Jabrill the block shedder

The spread offense at its core is simply a system to get the offense’s best athletes the ball in space. To combat this, defenses have started to shift their best athletes out into space, and this is the main factor behind the decision to switch Peppers to a linebacker role in 2016. Before the snap in the below video, the quarterback identifies that he has two blockers to account for the two Wolverine defenders on the left side of the formation, which would seemingly be the recipe to spring the ensuing swing pass for a big gain.

In reality, this numbers advantage is completely wiped out by the fact that most receivers have no chance at blocking Peppers in space. Trying to tackle Peppers is hard enough, and trying to square up and block the guy is borderline impossible. Peppers’ ability to wrap-up and finish plays in the open field is made all that more impressive by a bad-ass throw down to end the play, and his 2015 season was full of similar open field blowups.

Jabrill the corner

Peppers’ versatility in 2015 was perhaps most evident when watching the array of receivers he was forced to cover all over the field. Whether it be manning up the slot receiver, or rotating back to play a deep zone as a safety, Peppers was routinely utilized all over the formation. He will continue to move around in 2016, but the expectation is that he’ll play closer to the line of scrimmage and stick to mostly slot coverage. This is what makes the fact that Peppers can consistently win one-on-one battles as an outside corner so scary.

Instead of pressing Penn State’s outside receiver, Peppers utilizes a ‘freeze’ (also called ‘catch’) technique, which is when the corner will sink their feet into the ground until the receiver makes their route known. This allows the corner to keep their balance, and they can still utilize the advantage of being lined up closer to the receiver without having to necessarily press and run with a potentially larger player.

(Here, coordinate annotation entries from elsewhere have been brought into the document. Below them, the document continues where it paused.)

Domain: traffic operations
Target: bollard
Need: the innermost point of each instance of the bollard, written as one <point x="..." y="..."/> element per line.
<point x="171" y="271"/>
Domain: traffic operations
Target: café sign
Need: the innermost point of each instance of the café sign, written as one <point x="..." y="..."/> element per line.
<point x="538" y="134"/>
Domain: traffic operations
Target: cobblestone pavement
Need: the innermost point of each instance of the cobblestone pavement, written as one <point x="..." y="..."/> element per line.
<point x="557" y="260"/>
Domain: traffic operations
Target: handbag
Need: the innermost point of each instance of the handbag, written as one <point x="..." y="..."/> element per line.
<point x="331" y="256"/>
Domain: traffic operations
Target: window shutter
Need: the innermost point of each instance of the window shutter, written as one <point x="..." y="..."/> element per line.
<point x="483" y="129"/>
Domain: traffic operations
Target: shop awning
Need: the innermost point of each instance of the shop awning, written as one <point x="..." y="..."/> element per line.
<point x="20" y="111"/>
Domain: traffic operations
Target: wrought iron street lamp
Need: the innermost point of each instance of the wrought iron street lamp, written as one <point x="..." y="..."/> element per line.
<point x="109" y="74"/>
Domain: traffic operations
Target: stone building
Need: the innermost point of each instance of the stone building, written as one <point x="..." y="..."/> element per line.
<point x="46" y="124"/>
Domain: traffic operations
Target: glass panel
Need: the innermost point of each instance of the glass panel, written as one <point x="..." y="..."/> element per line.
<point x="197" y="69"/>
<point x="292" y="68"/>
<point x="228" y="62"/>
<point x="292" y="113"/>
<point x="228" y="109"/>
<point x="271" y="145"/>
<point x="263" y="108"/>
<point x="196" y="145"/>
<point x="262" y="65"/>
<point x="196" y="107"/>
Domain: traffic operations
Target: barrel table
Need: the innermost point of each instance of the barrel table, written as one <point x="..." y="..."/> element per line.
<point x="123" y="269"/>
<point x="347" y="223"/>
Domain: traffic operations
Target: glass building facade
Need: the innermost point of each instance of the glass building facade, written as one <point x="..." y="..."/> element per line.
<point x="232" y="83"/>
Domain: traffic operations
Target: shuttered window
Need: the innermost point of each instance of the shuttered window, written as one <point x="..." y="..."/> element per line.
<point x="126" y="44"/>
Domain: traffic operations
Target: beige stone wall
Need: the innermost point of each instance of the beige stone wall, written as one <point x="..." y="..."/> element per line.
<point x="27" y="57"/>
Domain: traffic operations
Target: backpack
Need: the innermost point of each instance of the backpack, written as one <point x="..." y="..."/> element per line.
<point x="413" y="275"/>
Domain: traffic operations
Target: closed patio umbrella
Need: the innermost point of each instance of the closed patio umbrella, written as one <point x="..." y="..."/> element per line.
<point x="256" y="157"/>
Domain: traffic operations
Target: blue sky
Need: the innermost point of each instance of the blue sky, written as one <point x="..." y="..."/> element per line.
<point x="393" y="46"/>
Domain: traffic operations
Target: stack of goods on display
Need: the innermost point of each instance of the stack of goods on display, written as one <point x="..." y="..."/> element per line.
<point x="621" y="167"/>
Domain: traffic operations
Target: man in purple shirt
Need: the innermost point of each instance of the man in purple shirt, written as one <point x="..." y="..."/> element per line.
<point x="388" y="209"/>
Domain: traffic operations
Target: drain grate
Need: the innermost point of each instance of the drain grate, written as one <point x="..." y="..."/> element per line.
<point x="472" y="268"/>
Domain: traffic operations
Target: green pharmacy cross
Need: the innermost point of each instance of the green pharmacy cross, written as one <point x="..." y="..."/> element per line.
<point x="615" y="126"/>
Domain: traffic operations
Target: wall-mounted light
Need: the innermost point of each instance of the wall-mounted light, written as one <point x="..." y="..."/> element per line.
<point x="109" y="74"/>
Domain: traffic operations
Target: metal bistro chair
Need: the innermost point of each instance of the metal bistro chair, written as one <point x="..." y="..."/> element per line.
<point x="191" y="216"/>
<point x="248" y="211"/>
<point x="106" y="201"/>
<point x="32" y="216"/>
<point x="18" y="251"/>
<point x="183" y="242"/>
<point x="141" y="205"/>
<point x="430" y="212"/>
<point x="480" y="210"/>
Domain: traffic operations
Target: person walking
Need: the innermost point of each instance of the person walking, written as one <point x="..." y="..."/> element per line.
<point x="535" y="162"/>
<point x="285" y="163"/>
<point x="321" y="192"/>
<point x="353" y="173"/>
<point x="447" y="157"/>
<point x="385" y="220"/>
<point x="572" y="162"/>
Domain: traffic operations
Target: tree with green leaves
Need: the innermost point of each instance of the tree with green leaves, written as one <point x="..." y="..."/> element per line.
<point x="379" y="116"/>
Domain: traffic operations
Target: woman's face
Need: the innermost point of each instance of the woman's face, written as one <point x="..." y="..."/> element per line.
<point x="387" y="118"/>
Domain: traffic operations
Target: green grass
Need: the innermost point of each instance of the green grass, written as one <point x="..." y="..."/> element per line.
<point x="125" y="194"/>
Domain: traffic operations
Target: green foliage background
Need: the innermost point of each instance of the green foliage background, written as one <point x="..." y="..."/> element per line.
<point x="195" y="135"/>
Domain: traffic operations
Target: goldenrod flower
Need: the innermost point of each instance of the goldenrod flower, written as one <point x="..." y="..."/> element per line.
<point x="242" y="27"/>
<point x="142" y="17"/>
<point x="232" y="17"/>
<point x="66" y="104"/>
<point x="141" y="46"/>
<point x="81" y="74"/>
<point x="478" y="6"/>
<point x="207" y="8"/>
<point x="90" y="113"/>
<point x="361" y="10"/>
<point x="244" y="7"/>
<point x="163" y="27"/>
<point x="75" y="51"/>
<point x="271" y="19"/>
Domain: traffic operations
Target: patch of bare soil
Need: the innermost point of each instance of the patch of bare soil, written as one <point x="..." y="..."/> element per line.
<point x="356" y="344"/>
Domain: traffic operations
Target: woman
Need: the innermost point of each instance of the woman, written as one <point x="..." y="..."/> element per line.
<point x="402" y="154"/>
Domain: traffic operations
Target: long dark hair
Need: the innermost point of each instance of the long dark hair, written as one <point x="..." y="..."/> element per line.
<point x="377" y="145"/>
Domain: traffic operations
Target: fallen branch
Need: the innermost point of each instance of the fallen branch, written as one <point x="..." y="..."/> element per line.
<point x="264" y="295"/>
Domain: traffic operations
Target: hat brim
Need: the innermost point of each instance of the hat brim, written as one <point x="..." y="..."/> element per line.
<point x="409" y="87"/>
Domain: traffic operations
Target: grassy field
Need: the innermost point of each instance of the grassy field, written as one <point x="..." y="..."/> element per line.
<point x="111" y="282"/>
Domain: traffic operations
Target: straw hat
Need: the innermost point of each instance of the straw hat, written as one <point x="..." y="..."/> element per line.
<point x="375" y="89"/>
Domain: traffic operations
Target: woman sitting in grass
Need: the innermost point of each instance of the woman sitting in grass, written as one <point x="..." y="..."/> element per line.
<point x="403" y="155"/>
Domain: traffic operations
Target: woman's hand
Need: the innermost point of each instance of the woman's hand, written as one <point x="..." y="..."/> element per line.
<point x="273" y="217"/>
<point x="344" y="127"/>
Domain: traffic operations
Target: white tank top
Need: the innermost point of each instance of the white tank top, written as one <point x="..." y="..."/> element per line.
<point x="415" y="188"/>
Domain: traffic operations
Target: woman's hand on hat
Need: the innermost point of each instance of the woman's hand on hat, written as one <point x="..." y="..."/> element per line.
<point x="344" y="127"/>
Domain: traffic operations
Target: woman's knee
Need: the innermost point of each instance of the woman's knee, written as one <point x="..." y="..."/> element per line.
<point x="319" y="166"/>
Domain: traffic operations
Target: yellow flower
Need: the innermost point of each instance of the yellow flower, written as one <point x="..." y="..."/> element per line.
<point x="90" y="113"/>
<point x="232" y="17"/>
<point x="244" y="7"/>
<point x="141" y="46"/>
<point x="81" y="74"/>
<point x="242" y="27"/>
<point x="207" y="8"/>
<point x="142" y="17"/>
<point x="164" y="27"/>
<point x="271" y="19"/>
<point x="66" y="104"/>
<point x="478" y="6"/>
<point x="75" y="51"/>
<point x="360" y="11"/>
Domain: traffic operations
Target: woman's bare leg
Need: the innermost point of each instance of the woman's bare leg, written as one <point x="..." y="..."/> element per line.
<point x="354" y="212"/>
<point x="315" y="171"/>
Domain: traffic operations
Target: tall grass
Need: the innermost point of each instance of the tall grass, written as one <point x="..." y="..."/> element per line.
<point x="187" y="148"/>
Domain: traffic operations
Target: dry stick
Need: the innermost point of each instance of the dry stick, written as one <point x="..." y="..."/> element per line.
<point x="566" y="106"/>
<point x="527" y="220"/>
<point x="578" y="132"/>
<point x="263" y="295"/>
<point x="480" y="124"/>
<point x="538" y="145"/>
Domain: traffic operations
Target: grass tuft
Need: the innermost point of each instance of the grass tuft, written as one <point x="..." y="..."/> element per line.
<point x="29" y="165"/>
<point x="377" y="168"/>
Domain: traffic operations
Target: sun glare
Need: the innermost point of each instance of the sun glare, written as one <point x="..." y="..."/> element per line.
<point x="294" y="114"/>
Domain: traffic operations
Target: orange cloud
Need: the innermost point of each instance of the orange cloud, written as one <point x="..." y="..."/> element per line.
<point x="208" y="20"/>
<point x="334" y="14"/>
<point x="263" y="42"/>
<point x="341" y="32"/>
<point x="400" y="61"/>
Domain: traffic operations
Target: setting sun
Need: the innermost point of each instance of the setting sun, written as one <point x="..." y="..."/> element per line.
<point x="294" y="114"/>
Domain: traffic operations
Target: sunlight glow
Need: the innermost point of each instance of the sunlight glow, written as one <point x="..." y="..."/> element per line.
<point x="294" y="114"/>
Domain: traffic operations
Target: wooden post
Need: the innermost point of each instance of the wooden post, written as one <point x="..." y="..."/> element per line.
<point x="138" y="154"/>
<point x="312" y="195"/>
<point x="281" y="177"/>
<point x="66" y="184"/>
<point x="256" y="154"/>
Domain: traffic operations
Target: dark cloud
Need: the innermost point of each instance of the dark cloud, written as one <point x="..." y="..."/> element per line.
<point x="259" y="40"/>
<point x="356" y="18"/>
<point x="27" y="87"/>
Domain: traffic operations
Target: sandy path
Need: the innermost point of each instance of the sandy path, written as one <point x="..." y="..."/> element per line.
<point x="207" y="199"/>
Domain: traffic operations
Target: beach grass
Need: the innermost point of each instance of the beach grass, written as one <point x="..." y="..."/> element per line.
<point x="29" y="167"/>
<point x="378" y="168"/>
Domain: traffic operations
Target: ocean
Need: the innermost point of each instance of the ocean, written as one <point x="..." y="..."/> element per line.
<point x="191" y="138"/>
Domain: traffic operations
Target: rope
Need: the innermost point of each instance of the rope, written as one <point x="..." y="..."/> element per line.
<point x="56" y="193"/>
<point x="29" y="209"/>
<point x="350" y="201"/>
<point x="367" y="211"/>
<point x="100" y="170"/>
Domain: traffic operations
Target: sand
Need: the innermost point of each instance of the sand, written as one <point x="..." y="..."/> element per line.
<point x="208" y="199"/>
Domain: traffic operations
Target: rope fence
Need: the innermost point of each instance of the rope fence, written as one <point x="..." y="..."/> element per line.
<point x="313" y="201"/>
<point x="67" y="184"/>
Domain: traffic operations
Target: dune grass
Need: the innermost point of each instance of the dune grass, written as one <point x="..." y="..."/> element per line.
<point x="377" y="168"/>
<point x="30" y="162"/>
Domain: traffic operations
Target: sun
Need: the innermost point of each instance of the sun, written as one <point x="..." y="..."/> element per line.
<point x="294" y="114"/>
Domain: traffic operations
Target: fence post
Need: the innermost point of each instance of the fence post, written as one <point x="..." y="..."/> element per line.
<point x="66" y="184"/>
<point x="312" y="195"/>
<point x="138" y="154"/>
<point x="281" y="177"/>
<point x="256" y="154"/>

After two steps it is clear the Nittany Lion receiver is running a slant, and Peppers immediately shifts his eyes to the quarterback, while also exploding towards where Peppers’ expects the ball to arrive.

If Peppers had managed to beat the receiver to the ball, we’d likely be watching a pick-six video instead of still images. Regardless, the Wolverine displays a nice combination of aggressiveness and control by both securing the tackle (by getting his left arm in position to wrap up the receiver’s waist), and making a play on the ball (using his right arm to come over top the receiver).

Displaying picture perfect technique the entire play, Peppers finished the job off by timing his pass deflection just right, knocking the ball innocently to the turf. His next collegiate interception will be his first, but he still displayed consistent ability to lock up almost anyone and everyone who he lined up across from in 2015.

Now that the 2016 season is right around the corner, don’t expect much more (if any) love for the Wolverines here at Land-Grant Holy Land. But between Saturday’s at The Horseshoe, it’s going to be a lot of fun watching number five play football for the Maize and Blue. Until November 26, that is.